Tips: What are the Best Ways to Handle Duplicate Results from Scans of (Email) Public Folders?

The most effective way to handle duplicate results from Public Folder scans is to prevent them at the source. Because Public Folders are shared, scanning them from multiple user endpoints is the primary cause of "result bloat" in the Spirion Console.

If you have already run scans and are facing a mountain of duplicate data, or if you are planning a scan and want to avoid this, follow these best practices:

1. The "Scan Once" Rule (Prevention)

The absolute best way to handle duplicates is to ensure the data is scanned by only one Spirion Agent.

  • The Strategy: Set "Exclude Exchange Public Folders" to Yes for all general user policies.
  • The Execution: Create a single, dedicated scan task that runs from a centralized server (not a workstation) using a Service Account. This ensures that each unique piece of sensitive data in the Public Folders is reported exactly once.

2. Use "Location-Based" Filtering in the Console

If your database is already full of duplicates, use the Spirion Console's filtering tools to group results by their Location.

  • How to do it: In the Results or Data Finder tab, sort or group by the "Path" or "Location" column.
  • The Benefit: You see that the same file path (for example, \\Public Folders\Finance\Budget.xlsx) appears under 50 different users. You can then select all but one of those entries and "Ignore" or "Delete" them to clean up your reporting.

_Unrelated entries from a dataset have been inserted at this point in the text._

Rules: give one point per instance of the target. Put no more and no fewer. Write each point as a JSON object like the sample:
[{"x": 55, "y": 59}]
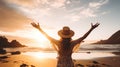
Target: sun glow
[{"x": 39, "y": 39}]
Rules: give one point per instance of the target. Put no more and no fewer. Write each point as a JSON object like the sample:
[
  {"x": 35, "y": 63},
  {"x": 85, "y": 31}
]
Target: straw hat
[{"x": 66, "y": 32}]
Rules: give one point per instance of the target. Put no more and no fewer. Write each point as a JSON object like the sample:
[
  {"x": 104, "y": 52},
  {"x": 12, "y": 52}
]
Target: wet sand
[{"x": 30, "y": 61}]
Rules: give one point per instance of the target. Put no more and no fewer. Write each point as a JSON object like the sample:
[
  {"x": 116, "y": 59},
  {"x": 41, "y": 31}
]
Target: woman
[{"x": 65, "y": 45}]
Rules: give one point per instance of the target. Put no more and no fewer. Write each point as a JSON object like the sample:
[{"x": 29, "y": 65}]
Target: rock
[
  {"x": 2, "y": 51},
  {"x": 17, "y": 52},
  {"x": 24, "y": 65},
  {"x": 114, "y": 39}
]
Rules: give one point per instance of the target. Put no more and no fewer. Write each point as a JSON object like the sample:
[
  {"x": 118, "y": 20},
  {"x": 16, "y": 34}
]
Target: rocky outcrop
[
  {"x": 114, "y": 39},
  {"x": 4, "y": 43}
]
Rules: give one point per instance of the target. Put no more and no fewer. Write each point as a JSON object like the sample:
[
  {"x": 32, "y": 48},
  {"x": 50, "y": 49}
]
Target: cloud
[
  {"x": 11, "y": 20},
  {"x": 98, "y": 4},
  {"x": 58, "y": 10}
]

3. Leverage "Global Ignore" Lists

If you find a specific Public Folder that contains "known" sensitive data that is authorized to be there (e.g., a legacy archive that has already been audited):

  • The Action: Add that specific Folder GUID or Path to the Global Ignore List in the Spirion Console.
  • The Result: Future scans still "see" the folder, but the Agent automatically drops the results before they are sent to the console, preventing new duplicates from appearing.

4. Enable "Result De-duplication" (If available)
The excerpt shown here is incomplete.